Google for Frequencies

Since I think wordnet has computed the frequencies for these words based on some book corpus that might be outdated, the frequencies are too. So I needed to find a way of finding the meaning that is more popular. And I thought why not use google search. The more entries you find for the combination of the word with its so-called “gloss”, which is an informal definition of the concept the more common it is to assume that this is the main thing that users on Twitter had in mind when entering this keyword. So I changed the listing above a bit and changed the part about chosing the best synset.

require 'nokogiri'
    best_synset = ""
		wordnet.synsets.each do |synset|
			searchterm = "#{word}#{synset.gloss}".map { |w| CGI.escape(w) }.join("+")
			site =  Nokogiri::HTML(open("http://www.google.ch/search?q=#{searchterm}"))
			r = site.css("#subform_ctrl div").children.last.content.to_s
			results = r.gsub(/[^0-9]/,"").to_i
			puts "Found #{results} for gloss #{synset.gloss}"
			if results > max
				max = results
				best_synset = synset

So now the program looks scrapes from google search  how many entries it found, and the concept with the highest number of entries wins.
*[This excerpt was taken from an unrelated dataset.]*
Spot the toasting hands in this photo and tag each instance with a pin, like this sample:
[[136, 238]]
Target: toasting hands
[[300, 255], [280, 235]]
So finally after going through all this how does the output look like and is it any helpful in organising our word tags?

The global view shows that the network looks more like a tree with long thin arms fading out. We can recognize some main concepts: A lot of tags have been unified under “somebody” so twitter is about persons, and a lot of tags have been sumified under activity, so it is about what people are doing. If you want to dig through the network yourself, I’ve attached it to this post. Feel free to download it.
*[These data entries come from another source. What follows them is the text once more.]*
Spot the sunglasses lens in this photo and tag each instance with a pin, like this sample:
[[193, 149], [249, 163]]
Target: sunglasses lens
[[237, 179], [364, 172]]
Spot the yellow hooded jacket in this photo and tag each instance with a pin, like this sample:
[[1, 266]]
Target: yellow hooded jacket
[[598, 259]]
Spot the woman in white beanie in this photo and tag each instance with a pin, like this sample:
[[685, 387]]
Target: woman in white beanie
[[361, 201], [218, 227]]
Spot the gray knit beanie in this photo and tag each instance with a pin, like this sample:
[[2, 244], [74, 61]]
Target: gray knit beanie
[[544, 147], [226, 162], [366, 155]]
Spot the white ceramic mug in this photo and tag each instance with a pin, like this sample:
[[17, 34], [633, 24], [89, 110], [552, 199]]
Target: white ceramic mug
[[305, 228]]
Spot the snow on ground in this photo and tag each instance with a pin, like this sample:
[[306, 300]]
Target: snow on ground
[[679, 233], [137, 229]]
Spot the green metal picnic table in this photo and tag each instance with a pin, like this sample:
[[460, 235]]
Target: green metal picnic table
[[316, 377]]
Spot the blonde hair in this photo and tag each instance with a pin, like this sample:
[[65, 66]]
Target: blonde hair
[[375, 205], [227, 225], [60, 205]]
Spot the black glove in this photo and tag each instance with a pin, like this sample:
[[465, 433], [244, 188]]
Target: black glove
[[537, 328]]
So whats next? If we were to find how similar two words are all I have to do now is to see how many steps I have to take to find a connection between them. So in the case of hockey and soccer and rugby that would be quite close. But in the case of gardening and rapper that would be quite far. Remember that this ontology was created by wordnet and therefore the distance between concepts depends on this ontology. But what if we look up these communities up on Twitter and see how close they really are? Thats something we will do in the next blog post.
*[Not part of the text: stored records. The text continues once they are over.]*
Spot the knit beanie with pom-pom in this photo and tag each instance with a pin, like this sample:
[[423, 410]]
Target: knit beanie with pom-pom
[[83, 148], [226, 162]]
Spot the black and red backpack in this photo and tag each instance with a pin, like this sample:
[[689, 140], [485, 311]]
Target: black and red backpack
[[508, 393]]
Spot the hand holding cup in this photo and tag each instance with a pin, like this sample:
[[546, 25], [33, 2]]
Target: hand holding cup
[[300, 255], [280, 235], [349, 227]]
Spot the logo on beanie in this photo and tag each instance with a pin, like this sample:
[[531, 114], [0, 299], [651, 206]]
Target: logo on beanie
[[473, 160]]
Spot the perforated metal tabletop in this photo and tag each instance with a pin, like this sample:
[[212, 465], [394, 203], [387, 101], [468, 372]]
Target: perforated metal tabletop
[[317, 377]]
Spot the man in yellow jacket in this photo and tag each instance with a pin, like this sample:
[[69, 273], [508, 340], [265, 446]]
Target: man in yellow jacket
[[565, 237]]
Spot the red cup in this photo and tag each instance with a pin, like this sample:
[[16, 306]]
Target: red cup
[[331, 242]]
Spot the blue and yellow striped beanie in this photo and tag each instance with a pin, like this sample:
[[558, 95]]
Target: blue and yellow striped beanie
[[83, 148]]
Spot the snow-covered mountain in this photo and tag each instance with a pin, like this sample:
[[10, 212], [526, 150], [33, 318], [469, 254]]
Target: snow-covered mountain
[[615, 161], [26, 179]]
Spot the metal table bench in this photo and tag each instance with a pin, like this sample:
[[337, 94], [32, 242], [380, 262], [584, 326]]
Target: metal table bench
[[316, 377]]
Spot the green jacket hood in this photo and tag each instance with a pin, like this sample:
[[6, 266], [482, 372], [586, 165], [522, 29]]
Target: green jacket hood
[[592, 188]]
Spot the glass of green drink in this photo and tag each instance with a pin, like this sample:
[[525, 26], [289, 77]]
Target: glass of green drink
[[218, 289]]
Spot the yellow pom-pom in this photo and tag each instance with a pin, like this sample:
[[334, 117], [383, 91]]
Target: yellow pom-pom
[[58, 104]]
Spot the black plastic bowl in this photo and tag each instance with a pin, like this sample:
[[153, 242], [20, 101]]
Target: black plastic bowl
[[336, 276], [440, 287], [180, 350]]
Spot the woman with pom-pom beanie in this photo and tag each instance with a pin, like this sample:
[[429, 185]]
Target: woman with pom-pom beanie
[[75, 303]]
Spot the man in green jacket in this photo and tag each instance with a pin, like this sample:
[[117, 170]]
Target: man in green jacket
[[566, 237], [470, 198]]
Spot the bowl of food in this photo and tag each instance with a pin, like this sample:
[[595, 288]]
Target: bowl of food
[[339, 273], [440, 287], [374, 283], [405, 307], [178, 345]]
And finally I still owe you the ordering of these words into the broader categories from the other providers. My idea on how to do this would be to include these concepts in the network and see how far our keywords are away from them and chose the one that is closest. This has some implications, for example a concept that has a high centrality (such as media for example) would win the majority of words. And I  have to ask myself if I have a  constraint that each category should contain a similar amount of words ? If yes I have to think about how to solve it. Maybe you have some ideas?